Travail's co-owner Bob Gerken told me that he and his mother, Shawnee, loved to make Filipino lumpia together, “but I bring all the ingredients and help with the prep. I think I'm the one who seasons and cuts it right. But my mom says 'no' a lot. Really, a lot. Whatever I do, I'm usually wrong, so my answer is really 'no to anything.'”
“My mom and I were making tamales and she said, 'We're making tamales,'” co-owner Mike Brown told me. This should be enough salt. You don't need to use that much.And even though I replied that most of it would evaporate, she said, I think it would be better to use less salt and enjoy other flavors. And suddenly I thought, “Am I over-seasoning it? Maybe I need to think about this!” And she said, Are you going to make it that way? It's too late. I was making these lovely little bunches that looked sophisticated and I was just finishing up the third one when she came in and gave me nine of her bunches.”
Brown's mom, Lupe, explained to her son why her tamales taste better and cook more evenly, and that when he opens them, they're a beautiful, flat rectangle. Lupe suggested her son just cut them up nicely and top them with whatever he wants. “Sure, that's what we do! There was a time in my life when my mom made tamales every single day. She knows tamales in a way that I don't.”
The dinner series was conceived when the two chefs were thinking about how the cuisines they grew up eating intersected through common ingredients. “Mexico and the Philippines have both been conquered many times, often by the same people,” Brown points out. “But the layers of history, the influences, create a very complex story in the cuisine. They're both about empanadas, and while they have different regional cooking styles, they're on parallel dimensions. Ceviche is Latin American, kinilaw is Filipino, but it's just fish salted with an acid that's available in the desert or jungle.”
It's not about striving for authenticity, Gerken points out: “My mother lived in the mountains, so she ate a lot of pork. Her pansit (a noodle dish) had peas and carrots. But when I went down to the coast, just 50 or 60 miles from where she lived, her pansit had squid ink and shellfish. So it's always a matter of interpretation.”
That is exactly what they Filipino-Latin Tasting Menu The fee-paying dinner, running until July, will be a multi-course meal exploring how their traditions are woven on the plate, from their pasts, through their mothers, and through themselves and their kitchens. “Because we have to put our own interpretation into it, but a lot of Ecuadorian chefs tell us we're doing it wrong,” Gerken muses.

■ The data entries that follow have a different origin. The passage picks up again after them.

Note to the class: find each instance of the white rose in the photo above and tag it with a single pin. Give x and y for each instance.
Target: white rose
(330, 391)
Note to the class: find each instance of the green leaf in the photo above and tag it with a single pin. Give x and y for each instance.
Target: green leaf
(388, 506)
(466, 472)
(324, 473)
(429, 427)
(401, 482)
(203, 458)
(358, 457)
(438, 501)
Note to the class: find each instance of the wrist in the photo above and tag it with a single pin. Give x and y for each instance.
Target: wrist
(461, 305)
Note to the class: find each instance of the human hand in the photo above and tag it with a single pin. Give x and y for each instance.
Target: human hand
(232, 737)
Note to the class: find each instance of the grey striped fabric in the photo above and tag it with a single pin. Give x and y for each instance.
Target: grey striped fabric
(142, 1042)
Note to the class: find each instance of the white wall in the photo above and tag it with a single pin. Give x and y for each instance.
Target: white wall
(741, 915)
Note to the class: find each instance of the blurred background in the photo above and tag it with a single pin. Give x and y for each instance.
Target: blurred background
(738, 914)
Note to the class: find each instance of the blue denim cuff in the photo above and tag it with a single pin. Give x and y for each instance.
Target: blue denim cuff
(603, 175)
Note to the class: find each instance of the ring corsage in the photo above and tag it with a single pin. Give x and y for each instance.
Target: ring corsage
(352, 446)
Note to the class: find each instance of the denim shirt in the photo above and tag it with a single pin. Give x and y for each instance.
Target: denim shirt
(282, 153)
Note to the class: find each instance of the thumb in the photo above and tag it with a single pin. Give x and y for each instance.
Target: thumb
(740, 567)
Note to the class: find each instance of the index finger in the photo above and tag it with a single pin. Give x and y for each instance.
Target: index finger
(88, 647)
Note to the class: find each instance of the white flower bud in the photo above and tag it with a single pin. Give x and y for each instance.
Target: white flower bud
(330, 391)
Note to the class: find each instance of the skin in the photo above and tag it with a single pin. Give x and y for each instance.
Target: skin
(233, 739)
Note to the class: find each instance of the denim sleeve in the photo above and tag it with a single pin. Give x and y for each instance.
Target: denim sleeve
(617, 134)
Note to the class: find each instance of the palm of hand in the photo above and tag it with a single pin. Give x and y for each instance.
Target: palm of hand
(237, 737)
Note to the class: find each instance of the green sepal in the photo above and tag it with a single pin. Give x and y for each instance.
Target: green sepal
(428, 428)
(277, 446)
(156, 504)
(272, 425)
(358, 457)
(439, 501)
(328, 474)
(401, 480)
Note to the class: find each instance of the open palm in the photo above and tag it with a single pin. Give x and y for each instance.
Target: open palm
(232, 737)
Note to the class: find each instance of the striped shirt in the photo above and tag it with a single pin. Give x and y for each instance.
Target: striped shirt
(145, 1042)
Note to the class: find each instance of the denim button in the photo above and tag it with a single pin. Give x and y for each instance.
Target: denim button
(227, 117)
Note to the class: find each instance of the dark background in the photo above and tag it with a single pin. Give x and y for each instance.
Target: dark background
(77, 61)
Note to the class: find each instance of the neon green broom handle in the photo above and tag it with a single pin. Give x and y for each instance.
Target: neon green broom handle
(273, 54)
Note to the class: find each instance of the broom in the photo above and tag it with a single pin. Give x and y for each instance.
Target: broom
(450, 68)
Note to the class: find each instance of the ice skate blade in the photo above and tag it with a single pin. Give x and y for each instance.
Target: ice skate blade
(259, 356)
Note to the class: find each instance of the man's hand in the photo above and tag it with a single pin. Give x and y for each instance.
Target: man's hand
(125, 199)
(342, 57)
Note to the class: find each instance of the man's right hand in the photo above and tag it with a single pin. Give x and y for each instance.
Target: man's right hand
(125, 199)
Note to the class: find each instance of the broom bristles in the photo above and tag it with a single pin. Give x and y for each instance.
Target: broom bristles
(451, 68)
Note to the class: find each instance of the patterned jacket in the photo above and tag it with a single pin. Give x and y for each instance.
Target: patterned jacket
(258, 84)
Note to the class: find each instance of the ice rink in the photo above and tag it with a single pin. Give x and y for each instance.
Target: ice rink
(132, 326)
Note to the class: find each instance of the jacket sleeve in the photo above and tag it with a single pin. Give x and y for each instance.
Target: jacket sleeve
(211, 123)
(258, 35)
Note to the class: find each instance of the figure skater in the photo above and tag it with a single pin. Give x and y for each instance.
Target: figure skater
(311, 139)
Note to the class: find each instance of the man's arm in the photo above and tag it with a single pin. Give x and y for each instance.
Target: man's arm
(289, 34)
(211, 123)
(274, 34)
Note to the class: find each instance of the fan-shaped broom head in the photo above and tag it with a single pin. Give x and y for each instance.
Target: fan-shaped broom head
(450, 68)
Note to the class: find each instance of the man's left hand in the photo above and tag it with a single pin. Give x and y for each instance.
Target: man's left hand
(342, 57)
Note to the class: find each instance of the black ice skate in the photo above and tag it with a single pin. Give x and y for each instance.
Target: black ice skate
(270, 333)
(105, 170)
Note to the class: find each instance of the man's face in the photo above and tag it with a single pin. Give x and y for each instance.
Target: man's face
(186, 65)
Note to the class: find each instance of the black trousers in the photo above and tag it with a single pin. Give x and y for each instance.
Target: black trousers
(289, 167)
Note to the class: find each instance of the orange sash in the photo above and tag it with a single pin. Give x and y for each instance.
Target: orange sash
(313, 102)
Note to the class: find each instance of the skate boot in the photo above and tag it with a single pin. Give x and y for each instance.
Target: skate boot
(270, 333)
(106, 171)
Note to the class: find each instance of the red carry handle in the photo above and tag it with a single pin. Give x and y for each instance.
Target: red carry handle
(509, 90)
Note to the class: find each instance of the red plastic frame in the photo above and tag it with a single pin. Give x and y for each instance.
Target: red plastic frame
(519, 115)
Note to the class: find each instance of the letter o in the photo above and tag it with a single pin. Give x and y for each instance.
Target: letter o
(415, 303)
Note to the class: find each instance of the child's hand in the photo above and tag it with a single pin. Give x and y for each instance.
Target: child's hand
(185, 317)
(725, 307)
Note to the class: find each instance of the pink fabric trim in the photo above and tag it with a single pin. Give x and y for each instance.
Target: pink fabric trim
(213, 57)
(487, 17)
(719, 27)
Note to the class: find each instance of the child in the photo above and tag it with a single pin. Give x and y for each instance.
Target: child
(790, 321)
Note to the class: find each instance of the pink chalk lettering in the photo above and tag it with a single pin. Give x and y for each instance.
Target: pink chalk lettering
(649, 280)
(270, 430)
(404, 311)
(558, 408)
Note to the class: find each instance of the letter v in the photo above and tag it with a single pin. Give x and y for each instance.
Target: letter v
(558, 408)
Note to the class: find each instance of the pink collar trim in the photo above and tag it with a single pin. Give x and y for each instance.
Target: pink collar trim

Of course, as a homage, you can expect plenty of dishes, sophisticated takes, and traditional elements, but above all, expect an experience. Unlike a Friends pop-up or a Haunted Basement, Brown explained, “This is a really special type of experience that we're offering because I think it touches on something very specific to the roots that this whole business, this whole company has been built on. And, you know, we're in our 15th year now. We're not just 20-something foodies anymore. We're parents ourselves. So we understand the lessons that our mothers taught us and we can apply them now. That's something to respect.”
Tickets are on sale now: multi-course tasting menus begin July 11 and range from $135 to $165, with optional add-ons.